To me, that type of information — determining risk based on, say, cutting corners — seems to be one of those dirty little corporate secrets that would be kept quiet. So how much does honesty play a role in how well you can develop risk assessments?

It plays a huge role. And the way we deploy our assessments is that there is a shield between our risk output and our risk engine and the company itself, so that anyone who answers questions would be anonymous.

The other thing is that one of our questions is, do you have a widely communicated procedure for alerting about risks or whistle-blowing? And if they don’t, then that’s also information. It might be a question — I’m not quoting a question here, but I’m trying to imagine how it might work in this state, but — if you saw a situation that could have future adverse effect, would you feel comfortable in bringing it up to senior management? And oftentimes, as you said, it’s the dirty little secret in companies. And that’s why we get in and do ethnographic research on what it’s really like to work in various industries: the external pressures, the internal pressures, competing priorities. All of those things together go into how we analyze risk.

What do you think the future is for behavioral analytics?
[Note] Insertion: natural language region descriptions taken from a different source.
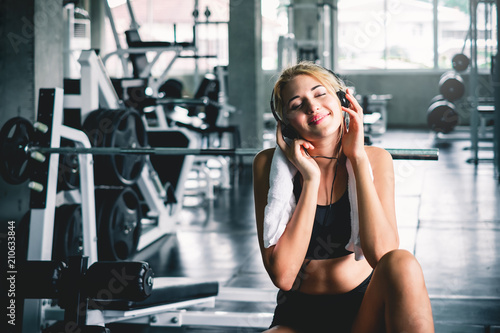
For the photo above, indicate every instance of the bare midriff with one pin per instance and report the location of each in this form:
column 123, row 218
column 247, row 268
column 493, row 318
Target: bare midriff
column 333, row 276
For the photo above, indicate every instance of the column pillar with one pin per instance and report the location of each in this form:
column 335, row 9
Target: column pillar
column 245, row 89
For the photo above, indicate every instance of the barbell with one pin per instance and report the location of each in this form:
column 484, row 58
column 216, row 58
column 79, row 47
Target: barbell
column 17, row 151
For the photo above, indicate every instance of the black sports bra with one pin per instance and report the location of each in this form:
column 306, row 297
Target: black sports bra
column 330, row 234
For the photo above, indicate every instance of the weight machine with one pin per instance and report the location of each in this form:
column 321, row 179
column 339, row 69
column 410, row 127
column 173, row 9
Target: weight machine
column 478, row 112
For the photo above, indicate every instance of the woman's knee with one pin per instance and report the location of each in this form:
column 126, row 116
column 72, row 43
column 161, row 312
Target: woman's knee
column 400, row 264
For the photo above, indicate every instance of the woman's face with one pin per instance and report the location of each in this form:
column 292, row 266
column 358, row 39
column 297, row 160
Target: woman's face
column 310, row 109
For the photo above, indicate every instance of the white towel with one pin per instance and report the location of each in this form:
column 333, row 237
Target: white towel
column 281, row 202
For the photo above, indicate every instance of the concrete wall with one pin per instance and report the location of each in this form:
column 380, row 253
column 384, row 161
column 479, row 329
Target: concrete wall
column 30, row 58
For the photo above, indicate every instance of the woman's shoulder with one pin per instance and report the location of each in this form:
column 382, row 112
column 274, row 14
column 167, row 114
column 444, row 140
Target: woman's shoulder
column 262, row 165
column 378, row 155
column 264, row 157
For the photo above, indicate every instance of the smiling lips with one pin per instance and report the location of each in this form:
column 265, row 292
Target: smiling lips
column 317, row 119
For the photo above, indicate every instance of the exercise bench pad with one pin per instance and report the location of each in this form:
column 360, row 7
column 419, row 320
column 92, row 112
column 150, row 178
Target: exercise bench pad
column 167, row 290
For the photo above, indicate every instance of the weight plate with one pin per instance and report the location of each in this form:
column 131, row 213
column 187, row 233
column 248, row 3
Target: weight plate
column 15, row 161
column 460, row 62
column 451, row 86
column 68, row 232
column 119, row 223
column 442, row 117
column 130, row 132
column 118, row 129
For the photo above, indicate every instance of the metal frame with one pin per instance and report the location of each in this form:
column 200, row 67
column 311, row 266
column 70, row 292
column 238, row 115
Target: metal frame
column 324, row 43
column 474, row 99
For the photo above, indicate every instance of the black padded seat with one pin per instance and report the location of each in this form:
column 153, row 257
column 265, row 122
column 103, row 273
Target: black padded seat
column 167, row 290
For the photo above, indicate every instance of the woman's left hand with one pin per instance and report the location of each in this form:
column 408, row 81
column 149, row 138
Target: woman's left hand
column 354, row 140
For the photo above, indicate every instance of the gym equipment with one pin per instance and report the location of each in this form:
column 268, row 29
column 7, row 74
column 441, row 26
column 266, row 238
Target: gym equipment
column 69, row 178
column 460, row 62
column 68, row 232
column 118, row 223
column 78, row 289
column 441, row 115
column 15, row 165
column 18, row 149
column 116, row 128
column 307, row 42
column 451, row 86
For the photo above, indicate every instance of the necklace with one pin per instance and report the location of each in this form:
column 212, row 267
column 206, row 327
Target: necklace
column 319, row 156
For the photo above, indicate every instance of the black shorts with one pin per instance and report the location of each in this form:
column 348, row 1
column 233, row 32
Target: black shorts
column 319, row 313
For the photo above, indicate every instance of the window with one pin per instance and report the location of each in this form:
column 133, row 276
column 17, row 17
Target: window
column 399, row 34
column 156, row 19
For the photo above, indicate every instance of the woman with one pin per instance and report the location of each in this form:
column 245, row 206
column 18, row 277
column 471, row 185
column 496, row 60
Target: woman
column 323, row 288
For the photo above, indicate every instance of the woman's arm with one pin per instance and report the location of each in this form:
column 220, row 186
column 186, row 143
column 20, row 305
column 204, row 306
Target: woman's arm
column 283, row 260
column 377, row 218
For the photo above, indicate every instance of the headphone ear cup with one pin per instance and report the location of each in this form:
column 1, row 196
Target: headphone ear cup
column 343, row 100
column 289, row 132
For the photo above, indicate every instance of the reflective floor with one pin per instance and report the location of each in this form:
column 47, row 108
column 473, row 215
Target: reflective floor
column 448, row 216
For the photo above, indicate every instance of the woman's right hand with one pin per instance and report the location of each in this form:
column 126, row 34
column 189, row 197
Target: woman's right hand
column 297, row 155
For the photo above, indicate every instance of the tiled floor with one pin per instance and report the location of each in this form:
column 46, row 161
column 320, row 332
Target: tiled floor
column 448, row 216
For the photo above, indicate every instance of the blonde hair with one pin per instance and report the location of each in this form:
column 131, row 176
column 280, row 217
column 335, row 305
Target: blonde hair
column 327, row 78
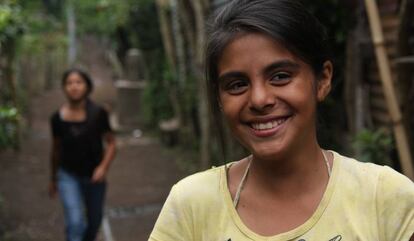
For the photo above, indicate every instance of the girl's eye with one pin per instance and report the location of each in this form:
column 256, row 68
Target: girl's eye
column 280, row 78
column 236, row 87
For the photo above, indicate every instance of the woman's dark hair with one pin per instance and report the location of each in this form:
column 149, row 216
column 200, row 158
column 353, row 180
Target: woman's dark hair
column 85, row 76
column 286, row 21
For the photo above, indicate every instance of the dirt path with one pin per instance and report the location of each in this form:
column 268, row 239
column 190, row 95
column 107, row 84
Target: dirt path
column 139, row 180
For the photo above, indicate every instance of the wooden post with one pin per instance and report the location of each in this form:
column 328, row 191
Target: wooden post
column 389, row 91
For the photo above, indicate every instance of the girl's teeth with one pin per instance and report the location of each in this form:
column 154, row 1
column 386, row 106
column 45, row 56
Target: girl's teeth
column 269, row 125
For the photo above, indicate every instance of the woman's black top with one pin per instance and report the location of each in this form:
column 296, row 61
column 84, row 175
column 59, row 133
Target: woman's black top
column 81, row 148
I think the next generation of risk management technology rests on a foundation of both behavioral science and knowledge engineering that provides the business risk puzzle’s missing piece. And that missing piece is the multidimensional behavioral analysis that incorporates comprehensive internal or behavioral elements, and external and statistical analytics, to come together to produce intelligent risk analytics.

Our intelligent risk analytics, as a metaphor you could say, thinks like a team of seasoned, highly skilled experts, from the way it asks questions to how the responses are analyzed. It’s absolutely an emerging trend.